The two mental processes that are absolute requirements for accomplishment in life - curiosity and imagination - are precisely the two that absolutely must be shut off completely in an urban environment, simply to make it bearable.

This generation, and I think much of the generations that followed, really just doesn't have any confidence in the thing we've created that we call "normal life".  All the official revolutions since 1600 have been in different ways essentially anti-human. Since the Protestant/secularist Revolution, then the Industrial Revolution and then, after the horrors of the early 20th century, the Sexual Revolution, have combined one after the other to strip away the very core of those things that make us human.

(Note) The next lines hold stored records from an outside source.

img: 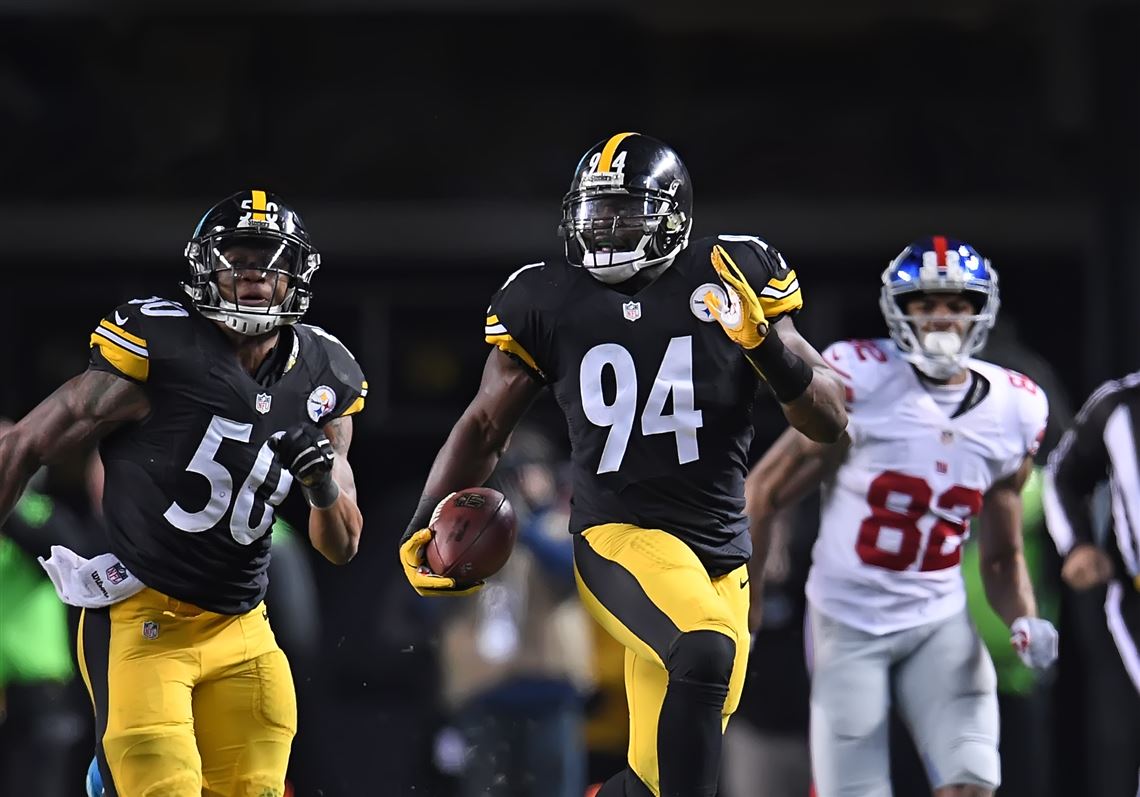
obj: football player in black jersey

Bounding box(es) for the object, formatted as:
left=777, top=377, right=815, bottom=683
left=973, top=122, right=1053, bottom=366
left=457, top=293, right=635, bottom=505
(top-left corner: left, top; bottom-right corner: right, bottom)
left=0, top=190, right=367, bottom=797
left=400, top=132, right=847, bottom=797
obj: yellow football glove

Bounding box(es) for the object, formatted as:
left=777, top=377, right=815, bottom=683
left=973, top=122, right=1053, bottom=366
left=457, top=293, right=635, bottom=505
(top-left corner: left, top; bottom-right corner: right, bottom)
left=400, top=529, right=483, bottom=597
left=400, top=493, right=483, bottom=597
left=705, top=244, right=768, bottom=349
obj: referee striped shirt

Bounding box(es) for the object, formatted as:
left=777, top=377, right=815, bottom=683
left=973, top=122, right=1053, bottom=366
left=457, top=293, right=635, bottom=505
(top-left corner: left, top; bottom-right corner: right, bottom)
left=1044, top=372, right=1140, bottom=588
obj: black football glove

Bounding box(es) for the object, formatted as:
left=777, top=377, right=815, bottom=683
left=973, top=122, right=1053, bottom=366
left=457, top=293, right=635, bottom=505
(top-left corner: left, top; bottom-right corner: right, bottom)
left=269, top=423, right=340, bottom=509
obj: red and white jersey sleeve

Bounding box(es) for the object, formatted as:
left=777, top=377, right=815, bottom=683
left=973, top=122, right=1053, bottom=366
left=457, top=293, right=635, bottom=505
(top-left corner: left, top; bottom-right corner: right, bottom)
left=807, top=340, right=1048, bottom=634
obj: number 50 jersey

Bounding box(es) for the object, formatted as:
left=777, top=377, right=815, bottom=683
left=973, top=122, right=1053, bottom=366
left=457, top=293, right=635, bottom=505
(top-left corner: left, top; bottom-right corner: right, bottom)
left=807, top=340, right=1049, bottom=634
left=90, top=298, right=367, bottom=615
left=486, top=235, right=801, bottom=576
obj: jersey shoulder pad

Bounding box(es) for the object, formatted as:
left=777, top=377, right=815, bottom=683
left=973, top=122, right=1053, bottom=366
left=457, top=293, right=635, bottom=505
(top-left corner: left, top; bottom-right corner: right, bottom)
left=710, top=235, right=804, bottom=320
left=971, top=360, right=1049, bottom=454
left=823, top=337, right=901, bottom=409
left=483, top=262, right=554, bottom=382
left=89, top=296, right=190, bottom=383
left=293, top=324, right=368, bottom=425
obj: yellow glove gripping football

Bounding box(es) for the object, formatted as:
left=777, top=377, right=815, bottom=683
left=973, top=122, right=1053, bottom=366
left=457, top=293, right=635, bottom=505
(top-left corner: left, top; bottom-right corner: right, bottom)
left=400, top=493, right=483, bottom=597
left=705, top=244, right=768, bottom=349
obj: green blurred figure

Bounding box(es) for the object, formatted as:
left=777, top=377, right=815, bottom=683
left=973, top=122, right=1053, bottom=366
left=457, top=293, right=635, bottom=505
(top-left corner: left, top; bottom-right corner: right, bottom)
left=0, top=489, right=83, bottom=797
left=962, top=467, right=1060, bottom=797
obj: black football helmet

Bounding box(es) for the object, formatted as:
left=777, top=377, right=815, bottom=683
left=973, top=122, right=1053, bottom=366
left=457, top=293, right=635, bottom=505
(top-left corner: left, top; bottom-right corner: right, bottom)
left=182, top=190, right=320, bottom=335
left=559, top=132, right=693, bottom=283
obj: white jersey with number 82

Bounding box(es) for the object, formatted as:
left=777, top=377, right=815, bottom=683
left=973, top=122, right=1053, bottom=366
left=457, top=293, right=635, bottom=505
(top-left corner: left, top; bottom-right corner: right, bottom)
left=807, top=340, right=1048, bottom=634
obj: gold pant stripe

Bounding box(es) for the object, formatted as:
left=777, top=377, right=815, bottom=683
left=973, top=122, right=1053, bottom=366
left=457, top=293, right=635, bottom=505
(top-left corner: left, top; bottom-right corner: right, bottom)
left=80, top=589, right=296, bottom=797
left=575, top=523, right=750, bottom=795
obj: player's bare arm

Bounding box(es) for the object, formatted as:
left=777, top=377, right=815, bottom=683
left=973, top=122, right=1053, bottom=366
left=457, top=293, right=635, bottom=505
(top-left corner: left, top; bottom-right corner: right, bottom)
left=978, top=456, right=1037, bottom=626
left=0, top=371, right=150, bottom=521
left=773, top=316, right=847, bottom=442
left=744, top=429, right=850, bottom=631
left=309, top=416, right=364, bottom=564
left=705, top=246, right=847, bottom=442
left=400, top=348, right=542, bottom=596
left=408, top=349, right=543, bottom=530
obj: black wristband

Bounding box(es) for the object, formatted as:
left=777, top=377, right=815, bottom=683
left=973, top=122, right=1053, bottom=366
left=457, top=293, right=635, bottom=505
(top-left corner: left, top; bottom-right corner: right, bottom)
left=301, top=478, right=341, bottom=510
left=400, top=495, right=443, bottom=545
left=744, top=326, right=815, bottom=404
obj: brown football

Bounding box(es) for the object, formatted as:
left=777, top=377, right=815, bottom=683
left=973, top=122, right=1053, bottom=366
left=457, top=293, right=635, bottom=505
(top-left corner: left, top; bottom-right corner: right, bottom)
left=424, top=487, right=518, bottom=584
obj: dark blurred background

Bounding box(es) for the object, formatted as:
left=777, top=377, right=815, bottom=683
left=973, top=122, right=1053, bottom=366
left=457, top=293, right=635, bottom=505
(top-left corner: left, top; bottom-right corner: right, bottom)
left=0, top=0, right=1140, bottom=797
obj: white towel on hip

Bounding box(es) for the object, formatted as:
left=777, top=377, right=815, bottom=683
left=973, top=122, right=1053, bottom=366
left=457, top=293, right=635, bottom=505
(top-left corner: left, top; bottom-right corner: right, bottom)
left=36, top=545, right=146, bottom=609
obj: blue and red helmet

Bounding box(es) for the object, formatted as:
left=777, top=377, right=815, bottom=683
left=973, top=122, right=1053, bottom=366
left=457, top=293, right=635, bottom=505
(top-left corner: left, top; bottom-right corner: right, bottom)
left=879, top=235, right=1001, bottom=379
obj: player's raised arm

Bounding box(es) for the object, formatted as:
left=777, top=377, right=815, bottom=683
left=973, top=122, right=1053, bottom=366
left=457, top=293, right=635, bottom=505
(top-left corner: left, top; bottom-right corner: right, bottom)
left=758, top=316, right=847, bottom=442
left=400, top=348, right=543, bottom=595
left=0, top=369, right=150, bottom=522
left=705, top=240, right=847, bottom=442
left=270, top=415, right=364, bottom=564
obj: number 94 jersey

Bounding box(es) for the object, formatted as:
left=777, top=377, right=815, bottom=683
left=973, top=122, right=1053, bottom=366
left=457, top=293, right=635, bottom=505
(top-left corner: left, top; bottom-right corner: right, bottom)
left=807, top=340, right=1049, bottom=634
left=486, top=235, right=801, bottom=576
left=90, top=298, right=367, bottom=615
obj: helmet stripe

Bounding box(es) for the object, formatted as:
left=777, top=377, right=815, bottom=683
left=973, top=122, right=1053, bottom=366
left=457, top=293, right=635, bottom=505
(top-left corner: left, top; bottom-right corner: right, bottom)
left=934, top=235, right=946, bottom=274
left=250, top=190, right=266, bottom=221
left=597, top=133, right=637, bottom=172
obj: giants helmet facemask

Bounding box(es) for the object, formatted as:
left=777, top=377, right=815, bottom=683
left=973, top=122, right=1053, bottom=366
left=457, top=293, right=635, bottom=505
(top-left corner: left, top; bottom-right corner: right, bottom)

I think it's significant that now a major focus for technology innovators, guys like Elon Musk and others less celebrated, is to figure out ways to make modern urban life less unbearable. But heavens! That seems like a pretty damn low bar to me. Less unbearable... Can't we hope for a little better than that?


Here's that hobbit house in real life, without the expensive BBC-level production values.

Still looks pretty good to me.

If page views are anything to go by, it seems like it looks pretty good to quite a lot of people.



Unknown said...

These are some of my favorite posts you write. As a suburb dweller who constantly struggles to keep up with financial obligations, this way of living is very appealing.

Saw this the other day and thought of you. She has another video where she goes through the house in more detail. She builds hobbit houses for a living, apparently, and rents them out. Clever girl, her.


Ingemar said...

Maybe Tolkien was right.

I worry and wonder that even if one escapes the City, the City manages him.

The proliferation and expansion of the Chinese is particularly worrisome. It's not necessarily the Chinese qua Chinese, since of all the pre-Christian peoples they were and are the most morally and socially developed and sophisticated. But it seems that they, of all the peoples in the world, have gone furthest and most enthusiastically in advancing the perversity of the City.


Imagine that, but in all of Africa. A foretaste of Hell.